Cold Emailing

Hoy nos tomamos un café con Ken Yarmosh. Tiene un blog de “marketing innovations”, según lo autodenomina… no lo conocía la verdad, pero me parecieron buenos sus artículos, y tiene anunciantes grosos (de la talla de at&t, dell, the new york times…).
Creo que el tema de hoy va mucho con la onda de “charla de café” que podes tener con potenciales clientes, con jefes e incluso con amigos… Considero que leer el artículo sirve tanto a los Australinos que tienen agencia propia y necesitan venderse ante un prospect, como a los que quieren vender una idea o proponer un proyecto a sus jefes…
Y esto último lo resalto… la importancia de leer e investigar (be learners) y proponer nuevas cosas en la oficina… a mi me llevó bastante lejos la práctica… aunque en la marcha tuve que aprender a escribir los mails de propuestas de manera tal que fueran leídos (podría haber sido un buen seminario en la facultad: cómo escribir o comunicar una idea a tus jefes con éxito)
Termino con tanto preámbulo; be learners este viernes con un artículo de Cold E-mailing, el cd de The Best of Ennio Morricone y una tarde de sol es ppplén di da.
LO ULTIMO, RESALTO EL PUNTO DOS QUE ME LLAMO LA ATENCION (justo lo que odio de las propuestas que me llegan cada día, chamuyo chamuyo chamuyo). DESPUES ENCONTRE UN COMENTARIO ABAJO SOBRE EL MISMO ITEM.

Cold E-mailing, SalesGenius, and Start With A Lead eBook

I reviewed Brian Carroll’s book back in June and as such, turned to him about a question regarding prospecting tools somewhat recently. My question, does “cold e-mailing” work?

Brian pointed me to this thought by Jill Konrath, author of Selling to Big Companies (and fellow DTM Contributor):

So does e-mail cold calling work? Yes. If done correctly it can be a highly effective tool in today’s market.
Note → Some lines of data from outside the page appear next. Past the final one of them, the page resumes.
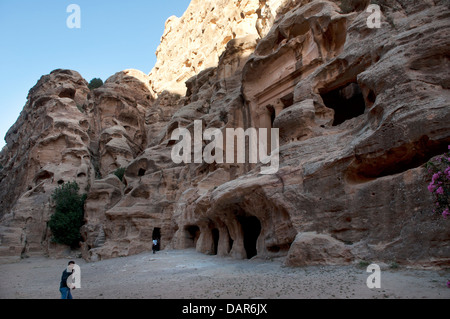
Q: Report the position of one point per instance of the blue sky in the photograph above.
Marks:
(35, 40)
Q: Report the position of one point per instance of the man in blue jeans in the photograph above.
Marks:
(63, 288)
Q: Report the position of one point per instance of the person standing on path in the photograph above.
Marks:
(64, 289)
(155, 245)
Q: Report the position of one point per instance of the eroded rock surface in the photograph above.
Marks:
(359, 111)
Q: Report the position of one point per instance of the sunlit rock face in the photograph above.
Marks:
(359, 111)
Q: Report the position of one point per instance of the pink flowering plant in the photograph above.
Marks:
(439, 169)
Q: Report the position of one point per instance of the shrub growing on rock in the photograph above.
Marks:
(439, 169)
(95, 83)
(65, 223)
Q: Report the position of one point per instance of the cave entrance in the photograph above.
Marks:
(347, 102)
(215, 233)
(157, 235)
(251, 227)
(192, 235)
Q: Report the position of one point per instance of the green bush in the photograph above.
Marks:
(120, 172)
(95, 83)
(65, 223)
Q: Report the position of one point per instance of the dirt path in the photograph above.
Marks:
(187, 274)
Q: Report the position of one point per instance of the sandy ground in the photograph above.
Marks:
(186, 274)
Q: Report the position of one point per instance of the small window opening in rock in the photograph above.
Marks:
(192, 233)
(251, 227)
(271, 111)
(347, 102)
(69, 93)
(230, 241)
(287, 100)
(141, 172)
(157, 235)
(215, 233)
(371, 97)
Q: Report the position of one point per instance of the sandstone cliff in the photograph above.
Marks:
(359, 112)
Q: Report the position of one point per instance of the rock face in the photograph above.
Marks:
(359, 111)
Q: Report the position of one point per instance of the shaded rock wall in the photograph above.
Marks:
(359, 112)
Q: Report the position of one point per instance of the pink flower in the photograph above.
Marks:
(431, 187)
(445, 213)
(436, 176)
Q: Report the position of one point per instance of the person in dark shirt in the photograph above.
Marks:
(63, 288)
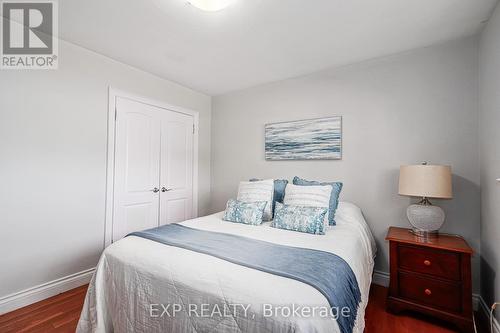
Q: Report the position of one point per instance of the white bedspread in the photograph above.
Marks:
(136, 279)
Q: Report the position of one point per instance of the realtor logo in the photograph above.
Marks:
(28, 35)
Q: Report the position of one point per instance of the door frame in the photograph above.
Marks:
(113, 94)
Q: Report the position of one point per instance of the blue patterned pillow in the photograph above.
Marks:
(300, 218)
(244, 212)
(334, 197)
(279, 190)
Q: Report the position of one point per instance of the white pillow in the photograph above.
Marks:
(309, 196)
(262, 190)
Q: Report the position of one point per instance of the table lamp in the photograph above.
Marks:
(425, 181)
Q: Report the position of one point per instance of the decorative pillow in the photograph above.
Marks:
(261, 190)
(309, 196)
(334, 197)
(300, 218)
(244, 212)
(279, 190)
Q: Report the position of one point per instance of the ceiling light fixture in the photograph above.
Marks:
(210, 5)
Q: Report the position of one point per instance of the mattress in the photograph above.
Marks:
(144, 286)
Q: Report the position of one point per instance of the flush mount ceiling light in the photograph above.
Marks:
(210, 5)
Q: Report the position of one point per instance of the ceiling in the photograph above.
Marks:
(258, 41)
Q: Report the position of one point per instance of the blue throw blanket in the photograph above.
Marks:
(327, 272)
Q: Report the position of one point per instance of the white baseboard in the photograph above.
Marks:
(486, 312)
(381, 278)
(43, 291)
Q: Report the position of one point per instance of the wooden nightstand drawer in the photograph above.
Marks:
(439, 263)
(431, 276)
(437, 294)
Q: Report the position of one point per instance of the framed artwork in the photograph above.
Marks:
(311, 139)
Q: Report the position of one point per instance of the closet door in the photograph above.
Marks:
(176, 175)
(137, 167)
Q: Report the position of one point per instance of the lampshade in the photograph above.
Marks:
(430, 181)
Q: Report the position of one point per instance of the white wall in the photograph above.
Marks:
(408, 108)
(490, 159)
(53, 127)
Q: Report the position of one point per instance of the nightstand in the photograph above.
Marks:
(431, 276)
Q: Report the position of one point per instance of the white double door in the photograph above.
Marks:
(153, 178)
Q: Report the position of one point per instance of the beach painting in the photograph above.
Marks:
(311, 139)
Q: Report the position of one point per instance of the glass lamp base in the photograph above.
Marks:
(424, 234)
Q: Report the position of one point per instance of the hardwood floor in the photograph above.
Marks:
(60, 314)
(56, 314)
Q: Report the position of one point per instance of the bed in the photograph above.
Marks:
(145, 286)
Here are some guidelines to follow to do it right:

1. Personalize every message.
Decisions makers must know immediately that the e-mail was written just for them. Mention your research. Highlight a triggering event. Reference a referral.
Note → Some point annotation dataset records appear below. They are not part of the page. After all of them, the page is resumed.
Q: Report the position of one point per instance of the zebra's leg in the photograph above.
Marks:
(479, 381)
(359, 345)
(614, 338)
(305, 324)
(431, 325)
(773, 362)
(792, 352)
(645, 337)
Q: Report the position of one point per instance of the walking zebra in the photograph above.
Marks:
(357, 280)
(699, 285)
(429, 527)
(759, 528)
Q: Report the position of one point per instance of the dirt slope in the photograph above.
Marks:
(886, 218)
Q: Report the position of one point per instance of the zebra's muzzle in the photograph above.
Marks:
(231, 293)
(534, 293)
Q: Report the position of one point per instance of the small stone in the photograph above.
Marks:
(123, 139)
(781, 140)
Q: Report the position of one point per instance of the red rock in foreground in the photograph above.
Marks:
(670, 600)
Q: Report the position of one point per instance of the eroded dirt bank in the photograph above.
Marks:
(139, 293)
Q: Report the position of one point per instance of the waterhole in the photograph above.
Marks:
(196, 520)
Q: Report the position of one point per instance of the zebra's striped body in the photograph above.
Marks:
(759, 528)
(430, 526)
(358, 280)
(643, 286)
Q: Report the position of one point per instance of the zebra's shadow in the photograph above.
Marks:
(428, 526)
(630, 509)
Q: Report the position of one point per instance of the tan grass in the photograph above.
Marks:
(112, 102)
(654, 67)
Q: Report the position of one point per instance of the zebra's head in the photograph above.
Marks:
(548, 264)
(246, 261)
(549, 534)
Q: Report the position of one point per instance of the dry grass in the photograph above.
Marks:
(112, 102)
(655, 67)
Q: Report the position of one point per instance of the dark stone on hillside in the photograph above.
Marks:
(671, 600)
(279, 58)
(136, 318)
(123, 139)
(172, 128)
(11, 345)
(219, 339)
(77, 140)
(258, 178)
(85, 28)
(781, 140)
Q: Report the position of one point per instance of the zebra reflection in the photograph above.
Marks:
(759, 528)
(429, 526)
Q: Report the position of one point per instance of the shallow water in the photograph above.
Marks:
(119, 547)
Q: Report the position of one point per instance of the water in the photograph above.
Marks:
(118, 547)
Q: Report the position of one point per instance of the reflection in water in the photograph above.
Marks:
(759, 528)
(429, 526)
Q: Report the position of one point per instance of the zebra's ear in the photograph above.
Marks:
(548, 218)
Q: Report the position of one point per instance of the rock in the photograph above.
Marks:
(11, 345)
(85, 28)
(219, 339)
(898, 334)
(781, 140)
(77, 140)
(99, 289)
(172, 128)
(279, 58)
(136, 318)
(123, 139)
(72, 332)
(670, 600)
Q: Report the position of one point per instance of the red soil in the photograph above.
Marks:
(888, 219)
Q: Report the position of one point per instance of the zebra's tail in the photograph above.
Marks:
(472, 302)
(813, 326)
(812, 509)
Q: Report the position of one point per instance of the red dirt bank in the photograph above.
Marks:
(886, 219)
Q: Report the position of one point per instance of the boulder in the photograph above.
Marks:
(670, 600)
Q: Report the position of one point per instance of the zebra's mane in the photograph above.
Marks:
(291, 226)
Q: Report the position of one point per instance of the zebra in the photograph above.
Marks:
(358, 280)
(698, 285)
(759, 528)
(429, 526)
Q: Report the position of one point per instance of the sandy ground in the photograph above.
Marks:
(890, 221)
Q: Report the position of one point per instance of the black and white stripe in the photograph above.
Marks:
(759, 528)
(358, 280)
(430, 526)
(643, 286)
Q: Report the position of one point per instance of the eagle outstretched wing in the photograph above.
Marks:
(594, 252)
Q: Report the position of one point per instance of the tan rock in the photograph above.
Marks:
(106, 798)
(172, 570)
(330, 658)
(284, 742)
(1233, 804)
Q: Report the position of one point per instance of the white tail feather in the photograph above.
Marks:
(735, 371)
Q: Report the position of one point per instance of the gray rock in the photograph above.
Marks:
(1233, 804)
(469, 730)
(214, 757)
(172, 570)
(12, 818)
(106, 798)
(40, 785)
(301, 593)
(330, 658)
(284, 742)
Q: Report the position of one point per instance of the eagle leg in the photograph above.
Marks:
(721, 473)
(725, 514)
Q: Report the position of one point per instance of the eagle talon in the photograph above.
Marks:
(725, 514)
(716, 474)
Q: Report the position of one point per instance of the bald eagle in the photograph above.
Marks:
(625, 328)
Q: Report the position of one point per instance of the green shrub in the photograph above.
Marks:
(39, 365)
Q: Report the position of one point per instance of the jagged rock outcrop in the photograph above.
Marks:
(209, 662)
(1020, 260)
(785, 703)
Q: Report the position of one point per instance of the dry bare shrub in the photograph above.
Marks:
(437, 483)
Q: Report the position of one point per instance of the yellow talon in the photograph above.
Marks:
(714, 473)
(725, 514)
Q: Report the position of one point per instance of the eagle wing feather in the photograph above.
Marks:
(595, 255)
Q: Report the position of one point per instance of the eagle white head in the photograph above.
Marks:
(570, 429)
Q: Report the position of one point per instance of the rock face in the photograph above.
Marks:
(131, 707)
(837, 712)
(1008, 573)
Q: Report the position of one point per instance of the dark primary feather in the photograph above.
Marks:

2. Tie your message to their business needs.
Don’t talk about your company, products, services or solutions. Nada! Not one word about this. Instead, focus on their issues, concerns, problems and challenges.

3. Keep it short and sweet.
You have less than 20 seconds to capture the decision-maker’s attention. After the first couple sentences, they decide if they’ll delete it, forward it or respond.

4. Make it readable from the preview window.

Most people do a quick scan of their messages in the preview window before opening them. If your message is longer than this, make it shorter.

5. Start a conversation.

Your goal is to engage decision makers in an online discussion. In order to do this, they have to give them something they can respond to. Ask a question, invite them to a webinar, see if they’d be interested in an information resource on your website. Focus on creating the dialogue.

Cold e-mailing can be more effective if you have additional tools in place. One that recently caught my eye was SalesGenius. SalesGenius provides a way to track e-mail to see who has and who has not opened it. They include a nifty Outlook plugin too.

If you are looking for ways to generate leads, Brian’s book is full of great tips. He’s also made an eBook freely available for those interested.



Point number 2 is especially important to me. The second I see something being promoted, especially with the word “solutions” (they need to stop using that word) in it, I stop reading.

People aren’t interested in you or what you have, they’re interested in themselves and their problems and issues.

Addressing those, without selling something, is the key, as the point is making.